Catholic Gifts to the South

This ecumenical outreach also reminds me of the particular gifts the Catholic Church brings to Mississippi and the South. The incarnational and sacramental emphasis of Catholic theology can be an antidote to the harsher, more dualistic theologies that abound in Southern religious culture. At our best, we Catholics don’t pit this world against the next or flesh against spirit; instead, we see grace and nature intertwined and find holiness in all of life. The primacy of the Eucharist and the urgency of the Church’s social mission, both of which flow from our incarnational theology, are other important Catholic offerings.

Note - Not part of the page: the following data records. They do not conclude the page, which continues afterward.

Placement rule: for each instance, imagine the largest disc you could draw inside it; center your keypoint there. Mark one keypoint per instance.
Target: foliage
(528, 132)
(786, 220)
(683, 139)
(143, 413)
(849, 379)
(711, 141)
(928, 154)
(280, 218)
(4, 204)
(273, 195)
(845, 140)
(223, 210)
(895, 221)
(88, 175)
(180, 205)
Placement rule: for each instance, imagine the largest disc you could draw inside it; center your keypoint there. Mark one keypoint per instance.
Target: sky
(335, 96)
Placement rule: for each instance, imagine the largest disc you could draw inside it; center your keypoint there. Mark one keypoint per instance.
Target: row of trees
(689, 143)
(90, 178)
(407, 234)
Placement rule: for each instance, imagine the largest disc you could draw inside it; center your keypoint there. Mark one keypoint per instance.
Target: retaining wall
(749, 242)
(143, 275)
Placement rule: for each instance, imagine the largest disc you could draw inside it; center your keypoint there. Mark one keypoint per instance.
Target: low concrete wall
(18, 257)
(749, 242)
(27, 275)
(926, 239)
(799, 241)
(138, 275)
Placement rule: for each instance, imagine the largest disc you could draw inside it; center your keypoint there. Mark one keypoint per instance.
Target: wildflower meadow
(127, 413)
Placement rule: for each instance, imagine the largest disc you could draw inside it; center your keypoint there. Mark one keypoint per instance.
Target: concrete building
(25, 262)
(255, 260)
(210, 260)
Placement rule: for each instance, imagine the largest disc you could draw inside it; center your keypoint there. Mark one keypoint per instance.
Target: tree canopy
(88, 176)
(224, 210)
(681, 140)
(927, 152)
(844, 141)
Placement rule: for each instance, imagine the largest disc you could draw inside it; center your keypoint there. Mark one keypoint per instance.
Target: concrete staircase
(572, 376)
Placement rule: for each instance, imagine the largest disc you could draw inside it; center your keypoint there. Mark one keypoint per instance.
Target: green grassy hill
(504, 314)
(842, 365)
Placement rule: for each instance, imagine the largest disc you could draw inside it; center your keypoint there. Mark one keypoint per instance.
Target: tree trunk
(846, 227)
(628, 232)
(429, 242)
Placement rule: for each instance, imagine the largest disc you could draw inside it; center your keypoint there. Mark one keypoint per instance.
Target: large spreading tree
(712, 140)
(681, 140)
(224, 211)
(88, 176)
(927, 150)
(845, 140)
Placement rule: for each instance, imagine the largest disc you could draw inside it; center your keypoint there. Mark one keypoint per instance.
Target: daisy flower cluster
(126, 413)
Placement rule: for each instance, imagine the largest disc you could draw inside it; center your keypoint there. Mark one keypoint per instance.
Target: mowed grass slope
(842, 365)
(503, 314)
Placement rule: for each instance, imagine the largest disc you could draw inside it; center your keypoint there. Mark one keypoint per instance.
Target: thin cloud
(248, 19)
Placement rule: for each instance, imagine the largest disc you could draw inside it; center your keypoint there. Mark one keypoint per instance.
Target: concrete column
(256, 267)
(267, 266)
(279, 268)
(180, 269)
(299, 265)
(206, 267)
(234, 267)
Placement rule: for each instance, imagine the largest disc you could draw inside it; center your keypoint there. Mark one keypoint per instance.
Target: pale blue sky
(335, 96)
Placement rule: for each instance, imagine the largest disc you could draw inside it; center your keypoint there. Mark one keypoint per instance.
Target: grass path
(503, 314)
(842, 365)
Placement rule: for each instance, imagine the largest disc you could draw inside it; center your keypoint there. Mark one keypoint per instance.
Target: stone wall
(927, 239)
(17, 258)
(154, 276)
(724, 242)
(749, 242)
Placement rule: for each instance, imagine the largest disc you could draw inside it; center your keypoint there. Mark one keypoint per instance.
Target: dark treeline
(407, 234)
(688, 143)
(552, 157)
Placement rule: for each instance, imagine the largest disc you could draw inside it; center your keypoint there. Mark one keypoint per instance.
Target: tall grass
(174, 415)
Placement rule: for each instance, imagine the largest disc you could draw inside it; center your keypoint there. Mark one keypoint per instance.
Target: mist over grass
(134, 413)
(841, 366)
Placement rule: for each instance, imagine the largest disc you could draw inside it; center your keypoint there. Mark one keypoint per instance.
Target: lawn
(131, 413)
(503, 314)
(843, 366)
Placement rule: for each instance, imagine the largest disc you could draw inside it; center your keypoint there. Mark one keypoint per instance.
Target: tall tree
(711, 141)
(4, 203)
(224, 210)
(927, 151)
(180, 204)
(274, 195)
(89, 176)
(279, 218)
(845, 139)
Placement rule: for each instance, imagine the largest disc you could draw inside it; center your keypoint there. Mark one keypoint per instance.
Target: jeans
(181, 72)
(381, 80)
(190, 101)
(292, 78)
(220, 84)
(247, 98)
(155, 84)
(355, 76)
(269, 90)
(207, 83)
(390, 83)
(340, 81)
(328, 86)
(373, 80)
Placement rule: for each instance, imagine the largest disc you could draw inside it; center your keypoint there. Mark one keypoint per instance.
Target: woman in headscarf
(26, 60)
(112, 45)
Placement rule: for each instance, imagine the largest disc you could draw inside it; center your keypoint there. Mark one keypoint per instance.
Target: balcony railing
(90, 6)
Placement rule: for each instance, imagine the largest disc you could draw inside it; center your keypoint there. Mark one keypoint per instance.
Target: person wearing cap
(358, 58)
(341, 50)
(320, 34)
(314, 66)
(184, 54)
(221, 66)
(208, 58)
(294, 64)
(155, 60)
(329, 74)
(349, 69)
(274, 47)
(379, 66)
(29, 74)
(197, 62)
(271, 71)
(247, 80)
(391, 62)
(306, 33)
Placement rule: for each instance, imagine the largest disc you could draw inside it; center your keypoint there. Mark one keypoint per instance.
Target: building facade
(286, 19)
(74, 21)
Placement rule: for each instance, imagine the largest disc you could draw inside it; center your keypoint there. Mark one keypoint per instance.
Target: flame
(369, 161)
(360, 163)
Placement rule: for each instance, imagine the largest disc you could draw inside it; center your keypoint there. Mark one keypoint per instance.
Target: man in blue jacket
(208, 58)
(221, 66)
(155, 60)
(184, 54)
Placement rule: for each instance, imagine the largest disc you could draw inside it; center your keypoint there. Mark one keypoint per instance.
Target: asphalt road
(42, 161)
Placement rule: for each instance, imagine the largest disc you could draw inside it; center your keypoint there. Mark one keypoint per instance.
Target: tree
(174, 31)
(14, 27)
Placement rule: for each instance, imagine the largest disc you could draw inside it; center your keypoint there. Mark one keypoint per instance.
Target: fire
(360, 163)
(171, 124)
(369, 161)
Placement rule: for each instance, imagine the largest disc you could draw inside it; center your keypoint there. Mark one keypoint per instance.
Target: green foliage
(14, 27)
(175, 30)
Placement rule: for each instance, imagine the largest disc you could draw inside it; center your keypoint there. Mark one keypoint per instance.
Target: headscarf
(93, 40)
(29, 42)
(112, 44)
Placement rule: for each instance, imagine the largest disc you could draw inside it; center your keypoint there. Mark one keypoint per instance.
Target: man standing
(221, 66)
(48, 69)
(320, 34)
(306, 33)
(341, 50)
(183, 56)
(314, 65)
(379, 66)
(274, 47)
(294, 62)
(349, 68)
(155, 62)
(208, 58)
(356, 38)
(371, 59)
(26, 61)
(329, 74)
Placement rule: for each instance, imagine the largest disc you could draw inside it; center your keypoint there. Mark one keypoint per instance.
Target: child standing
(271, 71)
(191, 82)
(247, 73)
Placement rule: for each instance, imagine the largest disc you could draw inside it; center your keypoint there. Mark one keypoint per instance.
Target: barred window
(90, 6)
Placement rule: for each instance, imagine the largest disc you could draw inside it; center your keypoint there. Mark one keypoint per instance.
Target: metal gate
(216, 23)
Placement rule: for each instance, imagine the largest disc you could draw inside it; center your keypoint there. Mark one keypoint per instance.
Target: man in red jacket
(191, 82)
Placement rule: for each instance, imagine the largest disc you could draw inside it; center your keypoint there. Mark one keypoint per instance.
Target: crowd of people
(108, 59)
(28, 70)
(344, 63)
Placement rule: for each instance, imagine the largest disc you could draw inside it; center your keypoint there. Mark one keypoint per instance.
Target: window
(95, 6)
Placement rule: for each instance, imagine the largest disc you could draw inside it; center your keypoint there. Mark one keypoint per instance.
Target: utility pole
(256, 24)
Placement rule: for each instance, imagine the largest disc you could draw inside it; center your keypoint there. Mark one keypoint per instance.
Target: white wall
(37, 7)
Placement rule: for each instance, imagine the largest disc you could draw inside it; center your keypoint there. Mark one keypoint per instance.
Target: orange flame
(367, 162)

So are the beauty and contemplative quiet of Catholic prayer, liturgy, rituals and “sacramentals”; the rich notion of “tradition”; the psychological and spiritual healing provided by the Sacrament of Reconciliation; the connectedness our litany of saints brings to the biblical “communion of saints.” Catholicism also uniquely imparts a strong sense of a universal, global Church and exudes a certain feminine touch from the honor we show our Blessed Mother. These are all good gifts of our faith.

This is why a handful of us Catholics are trying to start a new Church in a county that already has 187 other ones. Please pray for our missionary effort in our second year!

Polly Duncan Collum returned to full-time motherhood in July 2000.  Sister Kate Regan is the new lay pastoral coordinator in Ripley, Miss.